KOSGEB VE KGF DESTEKLERİNİN ÖNEMİ
KOSGEB, kendi iş yerini açmak isteyen kadın girişimcilerin ticari hayata daha güvenli atılabilmeleri için devlet desteği veriyor. Kurum, girişimcilere “50 Bin TL hibe, 100 Bin TL geri ödemeli” olmak üzere toplamda 150 Bin TL destek vermektedir. Öncelikle girişimcilik kültürünün yaygınlaştırılması ve başarılı işletmelerin kurulması genel hedefine uygun olarak, girişimcilerin iş kurma ve yürütme konularında bilgi ve beceri sahibi olmaları, bu süreçte kendi rol ve sorumluluklarının farkına varmaları ve kendi iş fikirlerine yönelik iş planı hazırlayabilecek bilgi ve deneyim kazanmaları amacıyla uygulamalı girişimcilik eğitimi verilmektedir.
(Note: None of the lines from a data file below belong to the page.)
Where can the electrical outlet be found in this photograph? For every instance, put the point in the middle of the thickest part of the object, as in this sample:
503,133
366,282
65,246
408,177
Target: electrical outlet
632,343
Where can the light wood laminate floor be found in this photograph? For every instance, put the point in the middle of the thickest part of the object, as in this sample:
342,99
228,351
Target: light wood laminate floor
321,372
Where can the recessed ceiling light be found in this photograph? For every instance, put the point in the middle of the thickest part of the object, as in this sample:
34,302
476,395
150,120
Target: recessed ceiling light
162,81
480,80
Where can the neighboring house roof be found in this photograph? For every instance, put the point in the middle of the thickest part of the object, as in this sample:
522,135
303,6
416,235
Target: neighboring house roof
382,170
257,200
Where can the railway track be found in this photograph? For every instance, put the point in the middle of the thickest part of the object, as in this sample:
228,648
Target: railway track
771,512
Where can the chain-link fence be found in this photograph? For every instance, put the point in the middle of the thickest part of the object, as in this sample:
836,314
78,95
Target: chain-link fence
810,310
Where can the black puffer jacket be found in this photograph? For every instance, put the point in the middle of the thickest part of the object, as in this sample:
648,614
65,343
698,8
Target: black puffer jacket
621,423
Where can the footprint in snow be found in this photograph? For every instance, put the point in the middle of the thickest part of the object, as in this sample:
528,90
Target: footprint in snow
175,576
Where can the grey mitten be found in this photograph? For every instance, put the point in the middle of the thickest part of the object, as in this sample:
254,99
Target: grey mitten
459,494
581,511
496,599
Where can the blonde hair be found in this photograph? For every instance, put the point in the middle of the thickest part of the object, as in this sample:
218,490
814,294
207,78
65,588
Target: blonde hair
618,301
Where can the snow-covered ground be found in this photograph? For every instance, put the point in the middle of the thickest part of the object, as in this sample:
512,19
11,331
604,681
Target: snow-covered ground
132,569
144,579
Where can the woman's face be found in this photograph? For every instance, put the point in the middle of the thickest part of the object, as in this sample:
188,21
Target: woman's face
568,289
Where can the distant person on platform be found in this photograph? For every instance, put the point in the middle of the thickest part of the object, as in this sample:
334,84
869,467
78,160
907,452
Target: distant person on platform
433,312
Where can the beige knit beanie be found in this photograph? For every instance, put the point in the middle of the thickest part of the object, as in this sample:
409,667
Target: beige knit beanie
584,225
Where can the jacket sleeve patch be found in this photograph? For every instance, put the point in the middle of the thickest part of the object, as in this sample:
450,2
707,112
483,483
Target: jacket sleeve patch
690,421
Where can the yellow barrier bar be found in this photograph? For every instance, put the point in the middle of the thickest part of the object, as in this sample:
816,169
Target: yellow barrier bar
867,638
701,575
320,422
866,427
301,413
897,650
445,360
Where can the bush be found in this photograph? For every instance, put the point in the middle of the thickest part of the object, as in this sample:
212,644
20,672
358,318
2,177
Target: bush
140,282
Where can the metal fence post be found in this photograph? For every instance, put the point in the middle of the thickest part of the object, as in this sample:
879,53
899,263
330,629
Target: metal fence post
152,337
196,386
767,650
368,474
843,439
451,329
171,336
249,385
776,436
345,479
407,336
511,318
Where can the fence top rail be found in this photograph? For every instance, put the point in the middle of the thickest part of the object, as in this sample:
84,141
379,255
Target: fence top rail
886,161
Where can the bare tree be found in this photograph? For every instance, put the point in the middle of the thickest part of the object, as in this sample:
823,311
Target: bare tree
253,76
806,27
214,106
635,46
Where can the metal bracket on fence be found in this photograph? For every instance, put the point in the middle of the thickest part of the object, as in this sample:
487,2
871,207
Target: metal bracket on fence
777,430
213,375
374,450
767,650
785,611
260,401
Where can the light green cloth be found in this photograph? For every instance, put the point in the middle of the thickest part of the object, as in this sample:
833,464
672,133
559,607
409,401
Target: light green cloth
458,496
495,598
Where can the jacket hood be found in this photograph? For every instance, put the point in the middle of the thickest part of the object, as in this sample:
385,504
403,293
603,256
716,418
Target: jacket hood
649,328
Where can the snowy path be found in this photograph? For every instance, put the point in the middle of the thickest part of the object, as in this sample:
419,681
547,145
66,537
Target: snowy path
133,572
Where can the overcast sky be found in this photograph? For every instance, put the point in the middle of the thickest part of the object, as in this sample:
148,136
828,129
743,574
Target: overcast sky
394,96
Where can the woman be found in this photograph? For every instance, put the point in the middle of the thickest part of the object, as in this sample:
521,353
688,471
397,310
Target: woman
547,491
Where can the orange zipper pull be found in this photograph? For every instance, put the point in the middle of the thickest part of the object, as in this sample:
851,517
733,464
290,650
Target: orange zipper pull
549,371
Yeni kadın girişimciler, KOSGEB veritabanına kaydolduktan ve KOBİ vasfını taşıdıklarına dair beyannameyi doldurmalarının ardından desteklere başvurabilmektedirler. Yeni girişimci desteği uygulamasında kadınlara özel destek oranları uygulanmaktadır.
Bir başka kamu desteği olan Kredi Garanti Fonu (KGF) ise 2 yıldan kısa süredir faaliyet göstermekte olan ve belirli bir iş fikrine dayanan işletmelerin kullanmak istedikleri kredilere kefalet desteği sağlıyor. KGF’nin kefalet desteği sunduğu üst limit 2,5 Milyon TL seviyesinde. KGF kadın girişimci desteklerinden faydalanmak isteyenlerin, KOBİ vasfına sahip olan gerçek veya tüzel işletme olması gerekiyor. KGF, kadın girişimcilere sağladığı kefalet desteğinde belirli yaş sınırı uyguluyor. Kadın şahıs işletmelerinde 55 yaşın üstünde olmayan kişiler fayda sağlayabiliyorlar. Destek önceliğini yeni girişimcilere vermiş olmasından ötürü KGF, faaliyet süresi 2 yılı aşmış olan kişilere destek sağlamıyor. KGF’nin kefalet desteği sunması istenen kadın girişimcilerin en az ilkokul mezunu olması bekleniyor.
Bunlarla birlikte TOBB (Türkiye Odalar ve Borsalar Birliği) bulunduğu il ve ilçelerde kadın girişimcilere yönelik eğitimler veriyor ve staj imkânları sağlıyor. Mutlaka bulunduğunuz il ya da ilçenin Ticaret Odası ile iletişime geçerek eğitimlerle ilgili detaylı bilgi edinmeniz mümkün.
Ayrıca Kadın Girişimciler Derneği, Kadın Emeğini Değerlendirme Vakfı ve WeConnect International gibi yerli ve uluslararası kurumlar, kadın girişimcileri ve iş sahiplerini destekleyen faaliyetler gösteriyor. Bu kurumlarda girişim yolculuğuna yeni başlayan ya da işletmesini hayata geçirmiş başka kadın girişimcilerle bir araya gelip deneyimlerini öğrenebilir ve sosyal ağ yakalama fırsatınız olabilir.